About

I am a design historian with a special interest in how we experience designed landscapes. My research investigates how landscape and the natural environment evoke feelings and memories and shape our behaviour, and how design and art interventions can change those experiences.

I began my career as an art editor and picture researcher in book publishing, and following an MA in the History of Design, I founded my own event management and tours business which I combined with part-time teaching. Following the completion of my PhD in 2010 I became Senior Lecturer and then Reader in the History of Design at Buckinghamshire New University, where I lead the Visual and Material Culture modules studied by our art and design students.

My book ‘The Factory in a Garden’. A History of Corporate Landscapes from the Industrial to the Digital Age (Manchester University Press, February 2017) is the first comprehensive design and cultural history of recreational landscapes for industry in Britain and the United States. Find a synopsis in the link above.

Cover of ‘The Factory in a Garden’

Cover of ‘The Factory in a Garden’

I am also working on the history of the design and furnishing of urban public space and you will soon be able to read my chapter ‘The Public Setting’ in The Cultural History of Furniture in the Modern Period edited by Dr. Claire O’Mahony, (Bloomsbury, December 2017). You will find a list of my other publications and details of other research projects in the main menu above.

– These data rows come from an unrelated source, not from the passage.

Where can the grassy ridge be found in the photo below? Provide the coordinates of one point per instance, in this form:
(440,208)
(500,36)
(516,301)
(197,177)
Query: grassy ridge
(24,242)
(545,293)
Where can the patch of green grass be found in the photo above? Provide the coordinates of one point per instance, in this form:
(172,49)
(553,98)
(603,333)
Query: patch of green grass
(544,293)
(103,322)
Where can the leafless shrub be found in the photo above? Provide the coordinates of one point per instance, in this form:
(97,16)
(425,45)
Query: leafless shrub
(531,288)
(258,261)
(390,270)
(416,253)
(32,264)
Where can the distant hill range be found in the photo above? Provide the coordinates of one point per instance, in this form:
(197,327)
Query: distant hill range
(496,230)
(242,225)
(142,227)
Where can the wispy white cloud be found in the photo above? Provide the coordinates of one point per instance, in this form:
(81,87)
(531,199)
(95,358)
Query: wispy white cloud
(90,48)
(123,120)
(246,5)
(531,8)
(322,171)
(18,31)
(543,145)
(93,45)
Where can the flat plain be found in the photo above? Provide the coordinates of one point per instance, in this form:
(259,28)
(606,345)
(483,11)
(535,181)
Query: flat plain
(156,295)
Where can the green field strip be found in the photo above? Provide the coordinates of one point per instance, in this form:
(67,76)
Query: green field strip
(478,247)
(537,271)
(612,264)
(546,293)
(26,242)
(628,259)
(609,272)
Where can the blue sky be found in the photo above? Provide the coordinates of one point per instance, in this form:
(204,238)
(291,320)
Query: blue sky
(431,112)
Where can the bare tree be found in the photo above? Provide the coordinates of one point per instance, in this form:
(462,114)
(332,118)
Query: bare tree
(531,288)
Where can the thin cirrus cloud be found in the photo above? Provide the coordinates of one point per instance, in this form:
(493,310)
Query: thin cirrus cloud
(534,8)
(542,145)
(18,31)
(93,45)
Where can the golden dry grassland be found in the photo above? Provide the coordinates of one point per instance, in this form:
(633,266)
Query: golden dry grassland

My great, great grandfather, glass manufacturer James Timmins Chance of Chance Brothers in Smethwick, Birmingham, the largest manufacturer of window and plate glass in the middle of the nineteenth century, undoubtedly inspired my long-standing interest in industrial and social history. The firm not only supplied all the glass for the Crystal Palace in London, but also the Houses of Parliament and the Westminster Clock Tower that houses Big Ben.